Hanging up the stethoscope

Many noted public figures practised medicine before switching careers. Doctor-turned-writer Allan Gaw investigates the reasons why

WHAT do the former Foreign Secretary David Owen, the poet John Keats, comic Harry Hill and I have in common? This may sound like the start of a bad joke, but it is a serious question. No, we are not all poets, nor comedians, nor politicians, but we have all studied and practised medicine only to give it up for another profession.

Students choose to study medicine for different reasons. Once qualified, some of us, for equally different reasons, will choose to hang up our stethoscopes in favour of another calling. But why did we give up medicine—why does any doctor? This is often a source of bemusement to nonmedics who view the profession as an escalator that, once mounted, is ridden virtually to the pearly gates. Medicine, we are quietly reminded, is a calling that it would be impolite to ignore. All that time and study, and of course money, must be justified by a fulfilling lifelong career.

It is true that medicine offers the chance to change lives for the better.

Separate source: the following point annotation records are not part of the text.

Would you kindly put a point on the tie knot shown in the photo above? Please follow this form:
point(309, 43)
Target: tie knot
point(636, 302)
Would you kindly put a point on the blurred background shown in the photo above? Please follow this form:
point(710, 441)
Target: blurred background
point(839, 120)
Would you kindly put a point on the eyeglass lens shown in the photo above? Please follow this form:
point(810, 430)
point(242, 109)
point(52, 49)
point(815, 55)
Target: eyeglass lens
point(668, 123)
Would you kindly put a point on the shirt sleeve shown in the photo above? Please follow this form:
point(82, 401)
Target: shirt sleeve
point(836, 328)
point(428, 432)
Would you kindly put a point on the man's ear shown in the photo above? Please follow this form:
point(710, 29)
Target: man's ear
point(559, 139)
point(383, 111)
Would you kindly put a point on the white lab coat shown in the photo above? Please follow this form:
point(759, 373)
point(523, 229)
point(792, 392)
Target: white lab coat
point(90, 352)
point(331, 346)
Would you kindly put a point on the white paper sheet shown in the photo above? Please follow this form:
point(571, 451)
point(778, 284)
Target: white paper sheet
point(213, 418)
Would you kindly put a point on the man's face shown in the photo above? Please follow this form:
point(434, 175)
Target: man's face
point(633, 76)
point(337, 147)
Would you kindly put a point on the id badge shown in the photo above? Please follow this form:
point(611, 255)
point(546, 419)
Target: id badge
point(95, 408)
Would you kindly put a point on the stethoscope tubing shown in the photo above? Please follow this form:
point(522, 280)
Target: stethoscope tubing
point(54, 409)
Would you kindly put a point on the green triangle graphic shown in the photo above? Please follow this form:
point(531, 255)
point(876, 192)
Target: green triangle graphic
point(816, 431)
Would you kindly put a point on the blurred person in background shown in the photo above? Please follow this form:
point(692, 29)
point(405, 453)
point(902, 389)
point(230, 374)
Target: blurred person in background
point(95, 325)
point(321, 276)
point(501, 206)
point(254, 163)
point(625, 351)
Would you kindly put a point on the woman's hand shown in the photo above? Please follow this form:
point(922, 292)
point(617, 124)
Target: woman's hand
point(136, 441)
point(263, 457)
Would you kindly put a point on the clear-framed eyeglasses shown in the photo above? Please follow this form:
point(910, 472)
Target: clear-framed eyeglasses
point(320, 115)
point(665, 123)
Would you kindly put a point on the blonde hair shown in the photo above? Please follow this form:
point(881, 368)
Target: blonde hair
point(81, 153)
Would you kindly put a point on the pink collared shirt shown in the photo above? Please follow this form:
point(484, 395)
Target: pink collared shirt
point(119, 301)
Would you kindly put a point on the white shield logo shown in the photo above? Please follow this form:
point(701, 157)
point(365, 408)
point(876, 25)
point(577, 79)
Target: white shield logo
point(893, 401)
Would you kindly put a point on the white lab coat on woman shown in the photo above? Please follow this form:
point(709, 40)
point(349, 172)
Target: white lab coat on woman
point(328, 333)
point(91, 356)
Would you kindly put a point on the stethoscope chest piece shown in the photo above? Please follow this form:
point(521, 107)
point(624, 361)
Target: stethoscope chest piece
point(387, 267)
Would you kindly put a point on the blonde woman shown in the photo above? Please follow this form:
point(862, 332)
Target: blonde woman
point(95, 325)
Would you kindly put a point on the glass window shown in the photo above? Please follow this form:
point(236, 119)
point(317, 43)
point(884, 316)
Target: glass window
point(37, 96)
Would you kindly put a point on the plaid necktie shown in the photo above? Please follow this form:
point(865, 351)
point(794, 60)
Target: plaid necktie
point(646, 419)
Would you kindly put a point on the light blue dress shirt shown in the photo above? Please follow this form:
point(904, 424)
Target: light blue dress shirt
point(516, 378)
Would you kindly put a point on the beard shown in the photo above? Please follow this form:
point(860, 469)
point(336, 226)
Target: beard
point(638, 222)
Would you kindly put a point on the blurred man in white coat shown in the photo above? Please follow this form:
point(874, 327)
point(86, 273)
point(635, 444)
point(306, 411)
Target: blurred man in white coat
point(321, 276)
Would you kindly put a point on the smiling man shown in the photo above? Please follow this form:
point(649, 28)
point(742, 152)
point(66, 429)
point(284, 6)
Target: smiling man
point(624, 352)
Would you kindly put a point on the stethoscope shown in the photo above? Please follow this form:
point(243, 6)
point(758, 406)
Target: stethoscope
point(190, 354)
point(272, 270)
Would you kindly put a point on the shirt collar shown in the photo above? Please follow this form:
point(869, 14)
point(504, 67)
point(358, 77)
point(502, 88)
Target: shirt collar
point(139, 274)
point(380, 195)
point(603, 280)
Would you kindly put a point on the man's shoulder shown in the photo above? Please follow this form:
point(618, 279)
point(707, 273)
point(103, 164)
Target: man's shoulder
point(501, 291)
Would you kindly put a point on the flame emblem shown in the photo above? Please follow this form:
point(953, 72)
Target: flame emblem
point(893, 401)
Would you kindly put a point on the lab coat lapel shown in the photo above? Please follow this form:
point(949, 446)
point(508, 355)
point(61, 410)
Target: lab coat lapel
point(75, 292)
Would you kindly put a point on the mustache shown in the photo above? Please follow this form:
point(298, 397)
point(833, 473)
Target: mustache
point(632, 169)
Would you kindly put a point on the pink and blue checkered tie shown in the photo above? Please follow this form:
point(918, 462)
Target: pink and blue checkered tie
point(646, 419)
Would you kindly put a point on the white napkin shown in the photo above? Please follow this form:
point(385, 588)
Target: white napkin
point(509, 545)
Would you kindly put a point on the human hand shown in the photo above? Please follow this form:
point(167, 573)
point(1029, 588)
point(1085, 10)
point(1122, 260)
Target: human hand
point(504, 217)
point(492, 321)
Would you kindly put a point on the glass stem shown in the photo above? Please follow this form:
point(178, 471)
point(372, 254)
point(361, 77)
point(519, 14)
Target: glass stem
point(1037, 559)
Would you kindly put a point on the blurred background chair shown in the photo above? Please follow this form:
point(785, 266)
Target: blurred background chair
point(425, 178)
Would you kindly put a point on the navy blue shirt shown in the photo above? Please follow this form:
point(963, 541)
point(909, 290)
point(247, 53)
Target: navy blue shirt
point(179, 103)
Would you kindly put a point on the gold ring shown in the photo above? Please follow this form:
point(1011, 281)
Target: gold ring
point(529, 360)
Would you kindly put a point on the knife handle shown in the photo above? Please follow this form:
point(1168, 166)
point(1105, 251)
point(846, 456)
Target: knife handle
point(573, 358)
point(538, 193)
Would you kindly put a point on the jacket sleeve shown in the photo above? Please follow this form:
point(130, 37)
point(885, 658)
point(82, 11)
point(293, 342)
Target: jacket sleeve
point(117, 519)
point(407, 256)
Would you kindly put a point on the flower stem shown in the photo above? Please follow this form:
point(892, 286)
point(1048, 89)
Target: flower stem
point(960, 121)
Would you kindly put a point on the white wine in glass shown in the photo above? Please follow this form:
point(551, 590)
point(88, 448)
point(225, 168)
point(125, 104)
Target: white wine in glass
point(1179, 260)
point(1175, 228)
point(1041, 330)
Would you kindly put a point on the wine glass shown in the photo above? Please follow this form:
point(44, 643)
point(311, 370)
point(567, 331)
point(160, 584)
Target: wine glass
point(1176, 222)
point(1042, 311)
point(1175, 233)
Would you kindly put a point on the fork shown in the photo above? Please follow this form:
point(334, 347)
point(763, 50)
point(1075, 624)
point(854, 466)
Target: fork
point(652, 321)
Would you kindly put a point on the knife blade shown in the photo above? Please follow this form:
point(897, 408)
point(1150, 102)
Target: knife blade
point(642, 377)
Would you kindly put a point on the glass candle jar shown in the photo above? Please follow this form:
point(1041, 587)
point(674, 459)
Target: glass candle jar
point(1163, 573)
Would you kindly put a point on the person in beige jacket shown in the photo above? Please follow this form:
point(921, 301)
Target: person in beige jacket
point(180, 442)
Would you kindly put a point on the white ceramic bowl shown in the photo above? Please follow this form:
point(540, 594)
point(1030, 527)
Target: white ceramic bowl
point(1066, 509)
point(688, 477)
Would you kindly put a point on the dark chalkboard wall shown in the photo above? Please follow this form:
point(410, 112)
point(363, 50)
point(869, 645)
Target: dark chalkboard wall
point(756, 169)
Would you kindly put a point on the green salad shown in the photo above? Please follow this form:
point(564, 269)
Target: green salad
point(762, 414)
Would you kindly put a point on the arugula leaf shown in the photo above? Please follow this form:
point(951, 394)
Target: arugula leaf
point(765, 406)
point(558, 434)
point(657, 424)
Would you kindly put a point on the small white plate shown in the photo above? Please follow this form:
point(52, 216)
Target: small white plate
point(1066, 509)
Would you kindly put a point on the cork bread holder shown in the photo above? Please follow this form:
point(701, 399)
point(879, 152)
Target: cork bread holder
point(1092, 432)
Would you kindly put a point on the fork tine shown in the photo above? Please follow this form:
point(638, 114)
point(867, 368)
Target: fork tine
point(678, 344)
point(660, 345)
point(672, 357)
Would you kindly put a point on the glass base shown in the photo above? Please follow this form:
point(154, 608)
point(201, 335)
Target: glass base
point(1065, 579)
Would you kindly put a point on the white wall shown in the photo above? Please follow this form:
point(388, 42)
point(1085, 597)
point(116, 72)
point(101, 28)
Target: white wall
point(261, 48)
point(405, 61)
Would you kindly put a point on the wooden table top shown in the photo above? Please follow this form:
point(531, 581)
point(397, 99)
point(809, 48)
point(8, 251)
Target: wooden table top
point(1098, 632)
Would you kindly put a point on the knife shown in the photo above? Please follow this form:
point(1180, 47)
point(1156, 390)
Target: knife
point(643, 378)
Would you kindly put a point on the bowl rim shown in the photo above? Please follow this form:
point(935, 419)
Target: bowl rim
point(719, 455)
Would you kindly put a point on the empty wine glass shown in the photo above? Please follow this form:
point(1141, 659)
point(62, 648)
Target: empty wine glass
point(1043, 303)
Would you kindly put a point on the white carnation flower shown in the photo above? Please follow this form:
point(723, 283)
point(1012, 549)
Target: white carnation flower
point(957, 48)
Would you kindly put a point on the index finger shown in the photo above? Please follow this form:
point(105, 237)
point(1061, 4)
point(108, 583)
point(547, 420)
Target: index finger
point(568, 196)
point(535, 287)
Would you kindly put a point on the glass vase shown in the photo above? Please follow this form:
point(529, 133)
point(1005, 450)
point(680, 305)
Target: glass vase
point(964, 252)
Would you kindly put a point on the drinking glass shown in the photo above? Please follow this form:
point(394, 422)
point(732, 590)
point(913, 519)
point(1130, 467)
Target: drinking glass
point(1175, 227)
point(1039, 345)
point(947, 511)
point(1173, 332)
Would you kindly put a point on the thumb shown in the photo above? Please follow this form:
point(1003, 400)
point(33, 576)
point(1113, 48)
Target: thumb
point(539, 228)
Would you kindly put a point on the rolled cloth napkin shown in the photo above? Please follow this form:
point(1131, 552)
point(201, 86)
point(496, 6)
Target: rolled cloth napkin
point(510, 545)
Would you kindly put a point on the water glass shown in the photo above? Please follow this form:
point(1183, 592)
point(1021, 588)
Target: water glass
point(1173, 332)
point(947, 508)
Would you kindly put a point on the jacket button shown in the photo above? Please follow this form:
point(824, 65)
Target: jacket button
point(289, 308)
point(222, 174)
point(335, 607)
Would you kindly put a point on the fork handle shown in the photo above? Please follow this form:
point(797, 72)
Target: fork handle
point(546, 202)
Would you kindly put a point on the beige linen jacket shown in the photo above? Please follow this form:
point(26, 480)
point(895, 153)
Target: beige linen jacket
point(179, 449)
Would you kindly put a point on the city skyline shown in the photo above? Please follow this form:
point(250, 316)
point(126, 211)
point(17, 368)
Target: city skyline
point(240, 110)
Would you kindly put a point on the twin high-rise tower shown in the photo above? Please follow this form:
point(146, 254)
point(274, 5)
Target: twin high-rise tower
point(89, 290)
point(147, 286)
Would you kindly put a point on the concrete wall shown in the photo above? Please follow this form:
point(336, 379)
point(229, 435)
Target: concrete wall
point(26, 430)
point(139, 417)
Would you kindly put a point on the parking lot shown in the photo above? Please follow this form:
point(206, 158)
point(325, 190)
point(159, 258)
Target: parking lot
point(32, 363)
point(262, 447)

That desire is what attracts most of us in the first place but, once there, some discover there are other routes to the same goal.

Some leave because they are forced to — compelled by circumstances to give up their chosen profession such as for ill health. Others may find they are forced to choose between two different callings. Lord David Owen was a junior doctor in London preparing to sit his MRCP examination when he was elected to parliament. Suddenly, a decision had to be made and a life in politics won out over medicine. But his choice was not between helping to change lives or not—it was between two means of achieving the same end. While politics might not seem an obvious choice for a doctor there are others who have given up medicine for an altogether more revolutionary practice. For example, the Argentinian Che Guevara wore a white coat before he wore that beret.

Some doctors leave medicine because they are simply much better at something else, and find they can change lives in other perhaps less obvious ways. John Keats studied medicine and surgery for longer than he was a poet. For over six years he was either apprenticed or studying at Guy’s Hospital. Despite being well regarded as a junior surgeon, Keats turned out to be an even better poet. However, one life may have informed the other, as some critics see strong medical influences in Keats’ poetry. Other physicians who have picked up the pen have also found inspiration in their former careers. Anton Chekov, the dramatist and master short story teller, features doctors in 83 of his short stories. Arthur Conan Doyle drew upon his knowledge of lecturer Dr Joseph Bell as the model for his most famous creation, Sherlock Holmes, and in Michael Crichton’s breakthrough novel, The Andromeda Strain, he told a tale of microbiology long before he dabbled with dinosaurs.

Some of course leave because they discover that although they wish to change lives, the practice of medicine is not for them. Many doctors, like all professionals, become disillusioned at one point or another in their careers, but most soldier on and come out the other side, stronger and wiser. But a few feel it is best to move on. The comedian Harry Hill was a junior doctor in London when he felt like this. Medicine’s loss was, however, stand-up’s gain. While he recalls that there was a kind of gallows humour in medicine, his own whimsical comedy turned into something quite the opposite, perhaps as a reaction. Others who have swapped medicine for comedy may have had the same strategy. There is little that can be attributed to medicine in the work of Graham Chapman of Monty Python fame, nor of Graeme Garden of the Goodies. These two comedians studied medicine, but, for both, the lure of comedy was a greater attraction.

And, what about me? I was not offered a parliamentary seat. Nor did I discover I was the greatest poet of my generation. I did not even feel compelled to find a role that was the antithesis of being a doctor. Medicine and I simply grew apart. The world into which I graduated had changed so radically that my job was now unrecognisable and at the same time my interests were starting to drift away from medicine. I still wanted to change lives for the better, and on good days maybe even change the world, but I wondered one day whether I could do that in another way. And, importantly, I had a Plan B.

Doctors are generally very smart people and smart people are versatile. But even smart people get frightened or bored or frustrated, or simply change their minds. Doctors can choose to leave the job they trained for just as many other professionals do, finding new challenges in a myriad of other roles. As working lives are becoming ever longer, there should be no need to struggle on in a job we find unfulfilling. And there should be no need for the talented to confine their activities to a single career.

Incidentally, if you are looking for a major career change you might consider two doctors who found high office in the church. The 13th century Pope John XXI was a doctor before he stepped into the shoes of the fisherman. If your aspirations are even loftier, why not emulate St Luke the Evangelist, and go all out for canonisation. Aim high.